Skin cancer is the most prevalent type of cancer. Melanoma, specifically, is responsible for 75% of skin cancer deaths, despite being the least common skin cancer. The American Cancer Society estimates over 100,000 new melanoma cases will be diagnosed in 2020. It's also expected that almost 7,000 people will die from the disease. As with other cancers, early and accurate detection—potentially aided by data science—can make treatment more effective.

Currently, dermatologists evaluate every one of a patient's moles to identify outlier lesions or “ugly ducklings” that are most likely to be melanoma. Existing AI approaches have not adequately considered this clinical frame of reference. Dermatologists could enhance their diagnostic accuracy if detection algorithms take into account “contextual” images within the same patient to determine which images represent a melanoma. If successful, classifiers would be more accurate and could better support dermatological clinic work.

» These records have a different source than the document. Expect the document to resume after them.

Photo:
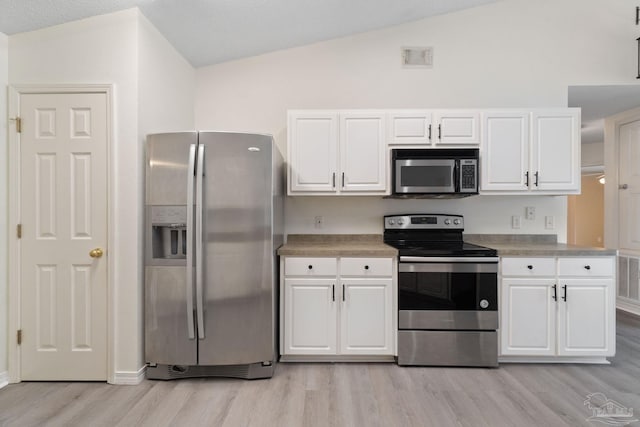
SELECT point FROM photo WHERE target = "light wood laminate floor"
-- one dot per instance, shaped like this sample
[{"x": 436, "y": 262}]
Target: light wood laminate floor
[{"x": 344, "y": 395}]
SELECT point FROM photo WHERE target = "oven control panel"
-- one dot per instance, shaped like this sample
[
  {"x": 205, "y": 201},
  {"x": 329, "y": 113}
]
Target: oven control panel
[{"x": 424, "y": 221}]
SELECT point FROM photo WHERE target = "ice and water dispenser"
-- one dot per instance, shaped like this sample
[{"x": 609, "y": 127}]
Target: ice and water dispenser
[{"x": 168, "y": 232}]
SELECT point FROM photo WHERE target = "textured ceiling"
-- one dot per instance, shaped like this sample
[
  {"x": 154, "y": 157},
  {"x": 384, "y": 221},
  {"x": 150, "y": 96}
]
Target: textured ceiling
[{"x": 213, "y": 31}]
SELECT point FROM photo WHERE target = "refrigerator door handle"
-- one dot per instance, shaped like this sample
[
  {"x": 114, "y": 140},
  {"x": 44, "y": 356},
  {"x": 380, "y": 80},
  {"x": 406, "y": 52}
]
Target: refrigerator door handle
[
  {"x": 192, "y": 164},
  {"x": 199, "y": 253}
]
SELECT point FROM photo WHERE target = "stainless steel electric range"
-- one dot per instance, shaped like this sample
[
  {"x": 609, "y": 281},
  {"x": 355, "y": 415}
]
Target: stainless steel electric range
[{"x": 447, "y": 293}]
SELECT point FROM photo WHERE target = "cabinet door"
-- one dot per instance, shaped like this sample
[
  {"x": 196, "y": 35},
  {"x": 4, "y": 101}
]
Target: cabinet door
[
  {"x": 366, "y": 317},
  {"x": 362, "y": 152},
  {"x": 412, "y": 127},
  {"x": 313, "y": 152},
  {"x": 528, "y": 317},
  {"x": 555, "y": 138},
  {"x": 456, "y": 127},
  {"x": 586, "y": 320},
  {"x": 310, "y": 316},
  {"x": 504, "y": 157}
]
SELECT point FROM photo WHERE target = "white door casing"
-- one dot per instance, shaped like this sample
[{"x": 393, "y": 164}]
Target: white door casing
[
  {"x": 629, "y": 181},
  {"x": 60, "y": 292}
]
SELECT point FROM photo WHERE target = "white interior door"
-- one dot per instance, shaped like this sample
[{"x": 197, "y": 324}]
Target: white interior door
[
  {"x": 64, "y": 226},
  {"x": 629, "y": 179}
]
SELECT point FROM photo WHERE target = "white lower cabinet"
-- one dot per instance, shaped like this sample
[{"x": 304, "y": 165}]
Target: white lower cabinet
[
  {"x": 349, "y": 313},
  {"x": 567, "y": 311}
]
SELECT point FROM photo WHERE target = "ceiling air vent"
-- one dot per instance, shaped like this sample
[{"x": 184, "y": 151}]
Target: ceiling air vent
[{"x": 417, "y": 57}]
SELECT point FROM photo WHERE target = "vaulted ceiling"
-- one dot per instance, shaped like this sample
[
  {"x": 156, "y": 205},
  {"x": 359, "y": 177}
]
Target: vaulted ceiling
[{"x": 214, "y": 31}]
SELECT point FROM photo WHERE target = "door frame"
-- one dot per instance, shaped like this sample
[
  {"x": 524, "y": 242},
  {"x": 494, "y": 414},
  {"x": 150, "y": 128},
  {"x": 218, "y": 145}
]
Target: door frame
[
  {"x": 611, "y": 166},
  {"x": 14, "y": 244}
]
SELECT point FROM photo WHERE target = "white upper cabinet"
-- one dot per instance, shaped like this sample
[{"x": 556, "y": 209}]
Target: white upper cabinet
[
  {"x": 537, "y": 152},
  {"x": 362, "y": 152},
  {"x": 504, "y": 159},
  {"x": 431, "y": 128},
  {"x": 409, "y": 127},
  {"x": 555, "y": 154},
  {"x": 337, "y": 152},
  {"x": 313, "y": 158},
  {"x": 456, "y": 127}
]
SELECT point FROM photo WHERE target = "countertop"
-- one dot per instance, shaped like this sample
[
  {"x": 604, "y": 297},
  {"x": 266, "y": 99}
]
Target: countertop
[
  {"x": 336, "y": 245},
  {"x": 372, "y": 245},
  {"x": 534, "y": 245}
]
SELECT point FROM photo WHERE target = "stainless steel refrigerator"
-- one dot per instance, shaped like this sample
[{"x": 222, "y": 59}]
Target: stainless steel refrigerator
[{"x": 214, "y": 219}]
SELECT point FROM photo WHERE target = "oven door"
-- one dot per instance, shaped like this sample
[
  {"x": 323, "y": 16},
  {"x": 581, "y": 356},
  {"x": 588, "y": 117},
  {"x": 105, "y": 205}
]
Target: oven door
[
  {"x": 448, "y": 293},
  {"x": 425, "y": 176}
]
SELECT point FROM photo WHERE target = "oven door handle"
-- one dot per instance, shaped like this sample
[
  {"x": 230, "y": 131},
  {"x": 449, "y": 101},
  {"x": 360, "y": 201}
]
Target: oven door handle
[
  {"x": 425, "y": 267},
  {"x": 456, "y": 260}
]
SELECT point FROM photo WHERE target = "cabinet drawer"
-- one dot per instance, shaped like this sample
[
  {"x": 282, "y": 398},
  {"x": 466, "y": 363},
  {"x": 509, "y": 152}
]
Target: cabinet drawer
[
  {"x": 366, "y": 267},
  {"x": 528, "y": 267},
  {"x": 586, "y": 267},
  {"x": 310, "y": 266}
]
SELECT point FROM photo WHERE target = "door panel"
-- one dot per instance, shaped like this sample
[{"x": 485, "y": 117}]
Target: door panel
[
  {"x": 629, "y": 175},
  {"x": 64, "y": 217},
  {"x": 528, "y": 317},
  {"x": 238, "y": 249}
]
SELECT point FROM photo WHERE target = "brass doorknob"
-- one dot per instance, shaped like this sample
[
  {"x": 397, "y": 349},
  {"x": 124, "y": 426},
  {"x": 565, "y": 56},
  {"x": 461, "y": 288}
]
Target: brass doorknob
[{"x": 95, "y": 253}]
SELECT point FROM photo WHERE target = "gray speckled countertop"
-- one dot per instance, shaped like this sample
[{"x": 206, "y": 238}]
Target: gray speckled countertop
[
  {"x": 533, "y": 245},
  {"x": 336, "y": 245}
]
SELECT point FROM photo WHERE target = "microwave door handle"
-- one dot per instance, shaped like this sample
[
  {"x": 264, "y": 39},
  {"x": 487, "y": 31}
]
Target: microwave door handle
[{"x": 456, "y": 177}]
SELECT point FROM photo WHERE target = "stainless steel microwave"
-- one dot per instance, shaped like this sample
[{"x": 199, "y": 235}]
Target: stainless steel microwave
[{"x": 435, "y": 172}]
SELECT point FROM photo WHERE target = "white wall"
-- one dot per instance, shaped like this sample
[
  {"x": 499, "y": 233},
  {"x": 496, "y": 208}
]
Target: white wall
[
  {"x": 153, "y": 92},
  {"x": 4, "y": 79},
  {"x": 166, "y": 88},
  {"x": 513, "y": 53}
]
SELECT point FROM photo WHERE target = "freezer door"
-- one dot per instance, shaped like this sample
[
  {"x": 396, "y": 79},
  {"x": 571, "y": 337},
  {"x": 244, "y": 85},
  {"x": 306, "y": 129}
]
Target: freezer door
[
  {"x": 169, "y": 257},
  {"x": 238, "y": 289}
]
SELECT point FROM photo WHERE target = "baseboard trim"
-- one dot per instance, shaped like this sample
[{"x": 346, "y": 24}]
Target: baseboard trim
[
  {"x": 627, "y": 306},
  {"x": 4, "y": 379},
  {"x": 593, "y": 360},
  {"x": 129, "y": 377}
]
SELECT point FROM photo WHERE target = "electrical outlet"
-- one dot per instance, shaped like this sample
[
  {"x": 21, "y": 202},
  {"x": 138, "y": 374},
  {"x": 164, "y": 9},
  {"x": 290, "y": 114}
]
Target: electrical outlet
[
  {"x": 549, "y": 222},
  {"x": 515, "y": 221},
  {"x": 530, "y": 213}
]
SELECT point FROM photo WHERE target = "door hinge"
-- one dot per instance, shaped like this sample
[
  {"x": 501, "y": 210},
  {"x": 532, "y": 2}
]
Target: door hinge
[{"x": 18, "y": 121}]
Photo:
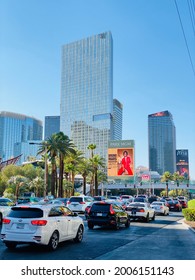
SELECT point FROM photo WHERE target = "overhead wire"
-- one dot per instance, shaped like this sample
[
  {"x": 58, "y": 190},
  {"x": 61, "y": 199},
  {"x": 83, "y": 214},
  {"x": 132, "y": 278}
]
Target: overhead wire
[{"x": 185, "y": 38}]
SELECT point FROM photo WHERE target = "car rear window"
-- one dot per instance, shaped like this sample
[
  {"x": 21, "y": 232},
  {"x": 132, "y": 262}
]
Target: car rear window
[
  {"x": 25, "y": 213},
  {"x": 100, "y": 207},
  {"x": 76, "y": 199}
]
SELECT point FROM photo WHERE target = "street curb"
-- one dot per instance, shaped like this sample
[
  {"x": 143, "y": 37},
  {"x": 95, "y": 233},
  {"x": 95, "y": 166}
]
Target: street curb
[{"x": 183, "y": 221}]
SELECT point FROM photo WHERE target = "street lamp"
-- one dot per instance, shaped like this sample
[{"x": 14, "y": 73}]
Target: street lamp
[{"x": 45, "y": 174}]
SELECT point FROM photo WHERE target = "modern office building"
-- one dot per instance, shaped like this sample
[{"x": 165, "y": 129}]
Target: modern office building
[
  {"x": 117, "y": 120},
  {"x": 162, "y": 142},
  {"x": 86, "y": 109},
  {"x": 16, "y": 132},
  {"x": 52, "y": 125}
]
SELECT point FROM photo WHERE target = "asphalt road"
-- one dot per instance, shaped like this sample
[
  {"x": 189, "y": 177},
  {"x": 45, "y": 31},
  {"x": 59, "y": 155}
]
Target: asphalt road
[{"x": 166, "y": 238}]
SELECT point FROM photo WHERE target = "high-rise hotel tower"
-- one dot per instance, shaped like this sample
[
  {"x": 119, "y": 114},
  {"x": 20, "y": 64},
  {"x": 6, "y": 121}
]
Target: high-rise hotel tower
[
  {"x": 162, "y": 142},
  {"x": 86, "y": 109}
]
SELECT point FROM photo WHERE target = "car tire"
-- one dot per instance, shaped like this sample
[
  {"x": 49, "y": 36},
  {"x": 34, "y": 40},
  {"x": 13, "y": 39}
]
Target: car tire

As the leading healthcare organization for informatics in medical imaging, the Society for Imaging Informatics in Medicine (SIIM)'s mission is to advance medical imaging informatics through education, research, and innovation in a multi-disciplinary community. SIIM is joined by the International Skin Imaging Collaboration (ISIC), an international effort to improve melanoma diagnosis. The ISIC Archive contains the largest publicly available collection of quality-controlled dermoscopic images of skin lesions.

Melanoma is a deadly disease, but if caught early, most melanomas can be cured with minor surgery. Image analysis tools that automate the diagnosis of melanoma will improve dermatologists' diagnostic accuracy. Better detection of melanoma has the opportunity to positively impact millions of people.

# About the Data

The dataset used is under CC BY-NC 4.0 with the following attribution:

The ISIC 2020 Challenge Dataset https://doi.org/10.34970/2020-ds01 (c) by ISDIS, 2020

Creative Commons Attribution-Non Commercial 4.0 International License.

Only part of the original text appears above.